Ex 1 | On the Jetty
Signed and dated F.Brangwyn. 88’
Oil on canvas
22" x 31 1/2"

| more

"Those who know the sea, and who also know Brangwyn’s pictures, will, providing they possess the powers of observation and the sense to apply it, come to the conclusion that Mr Brangwyn’s marine pictures — and some of his finest works
are of the sea and the sea shore — were the outcome of a
special knowledge"

James Stanley Little, ‘Mr Frank Brangwyn and His Art’
in ‘The Studio’, Volume 12

All the works from this period were executed with a vigour and confidence born from a certainty of knowledge, very few if any preparatory sketches exist for these early seascapes. In 1890 'Funeral at Sea' was exhibited at the Salon of the Royal Society of British Artists and then awarded a gold medal at the Paris Salon of 1891. In 1892 ‘The Convict Ship’ was shown at the Academy and then in Chicago where it was also awarded a gold medal.

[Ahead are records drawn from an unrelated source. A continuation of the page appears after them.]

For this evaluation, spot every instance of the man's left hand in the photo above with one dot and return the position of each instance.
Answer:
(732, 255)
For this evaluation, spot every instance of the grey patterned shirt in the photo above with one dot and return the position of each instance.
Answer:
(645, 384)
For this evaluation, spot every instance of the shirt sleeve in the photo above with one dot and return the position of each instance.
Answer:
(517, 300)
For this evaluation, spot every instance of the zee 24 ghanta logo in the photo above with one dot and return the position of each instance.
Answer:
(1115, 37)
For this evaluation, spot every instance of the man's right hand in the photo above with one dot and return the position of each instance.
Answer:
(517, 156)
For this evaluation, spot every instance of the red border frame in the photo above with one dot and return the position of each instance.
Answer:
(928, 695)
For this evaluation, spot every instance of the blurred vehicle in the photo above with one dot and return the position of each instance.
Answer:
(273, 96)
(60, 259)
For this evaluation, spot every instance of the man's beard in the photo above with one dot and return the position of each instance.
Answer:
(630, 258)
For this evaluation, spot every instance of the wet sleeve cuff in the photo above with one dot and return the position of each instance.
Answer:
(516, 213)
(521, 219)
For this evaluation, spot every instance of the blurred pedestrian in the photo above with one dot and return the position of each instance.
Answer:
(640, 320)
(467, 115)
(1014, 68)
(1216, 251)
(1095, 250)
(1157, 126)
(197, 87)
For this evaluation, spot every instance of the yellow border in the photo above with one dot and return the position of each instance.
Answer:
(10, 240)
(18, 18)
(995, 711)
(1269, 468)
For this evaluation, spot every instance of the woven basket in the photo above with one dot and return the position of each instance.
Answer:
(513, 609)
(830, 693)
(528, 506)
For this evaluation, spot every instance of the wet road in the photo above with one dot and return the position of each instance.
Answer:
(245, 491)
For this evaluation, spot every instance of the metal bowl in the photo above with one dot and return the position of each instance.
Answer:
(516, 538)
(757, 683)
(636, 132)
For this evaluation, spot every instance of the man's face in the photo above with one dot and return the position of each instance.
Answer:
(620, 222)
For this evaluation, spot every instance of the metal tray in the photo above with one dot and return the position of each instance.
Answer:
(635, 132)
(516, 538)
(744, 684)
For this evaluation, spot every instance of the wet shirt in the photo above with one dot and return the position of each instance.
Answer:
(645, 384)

As a base it was to Cornwall that Brangwyn turned, encouraged by his friend and painter with the Newlyn School, Albert East. Brangwyn absorbed the influences around him; French Impressionism and photography loosened and broadened his brush strokes, the colours and light of the Mediterranean and African coasts imbued his paintings with a new sense of colour. Consequently when the "Buccaneers’ was exhibited at the Grafton Gallery in 1893 the magazine ‘Truth’ reported it to be "more like a mosaic pavement than a picture".

Overseas Brangwyn was becoming a sensation, awards flooded in; he was soon a member of the Secessionists of Munich, an associate of the Societe Internationale de Peintures and of the Society de Beaux Arts of Paris.

M.Renan, French Art Critic reports that his pictures:
"..are remarkable; the eye is happy in front of the frames of this new comer; the eye opens and takes in a real joy. In France we shall be sincerely disappointed if Mr. Brangwyn does not keep the promises he is giving to art."